Saturday night, on St. Patty’s Day Eve, my wife and I stopped at a local bar that advertised an Irish folk band. The band was excellent, and at one point asked for anyone who knew how to do Irish step dancing to come up and give it a try. Now, my wife and I got one brief lesson in step dancing last year at an Irish festival, but it turns out good step dancing takes more than one lesson. Nevertheless, we went up and gave it a shot, partly because no one else was and partly because why the hell not.
Although she was better than me in my opinion, it was clear neither one of us knew what we were doing. This was made even more clear when another member of the audience stepped up out of nowhere and did a very impressive display of Irish step dancing. And as I looked around I thought, what a perfect metaphor for living with mental illnesses, when you are doing something and realize everyone else is doing it better than you. And you feel dejected and wonder why you even try. Then you get your answer.
In between sets, two of the band members came over to the bar where we were sitting, introduced themselves, and thanked us for our enthusiasm. After all, we may not have been experts, but at least we gave it a shot. And herein lies the victories that you sometimes have to learn to count. Sometimes merely getting out of bed and showing up is winning, even if you don’t accomplish anything, people will still appreciate the effort.
But the real winning for me was the person sitting next to me. I wouldn’t have showed up and definitely wouldn’t have drawn attention to myself by trying to dance if it weren’t for my wife. Not that she dragged me into something I didn’t want to do, but she was the encouragement I needed to get past my anxiety and do something that I truly enjoyed.

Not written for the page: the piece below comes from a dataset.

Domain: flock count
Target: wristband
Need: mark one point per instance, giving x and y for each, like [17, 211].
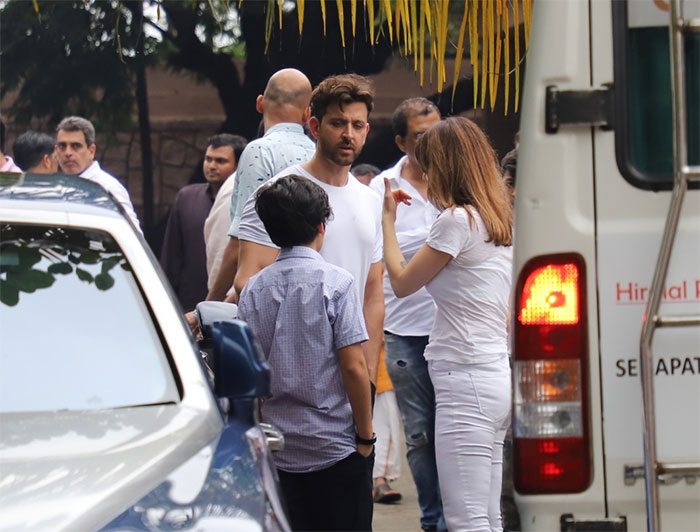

Granted, that isn’t always the case. There are plenty of times my anxiety and/or depression win. I know she sees me struggle and I know she feels like she isn’t doing more to help me. Yet by just being there she does more than she could know, more than I know how to put into words. Mental illnesses are incredibly isolating. They make you think no one will ever stay with you. So when someone does stand by you, it is a little ‘fuck you’ to demons in my head.
If you are struggling, know that getting out of bed is an accomplishment. Reading this post is an accomplishment. And also know that there are people who will be there for you if you let them. You are not alone is a phrase you hear all the time with mental illnesses, and it isn’t just that there are others struggling in silence as well. It is that there are others in your life willing to help ease your burden, just by being there. All you have to do is keep up the fight. No luck of the Irish needed.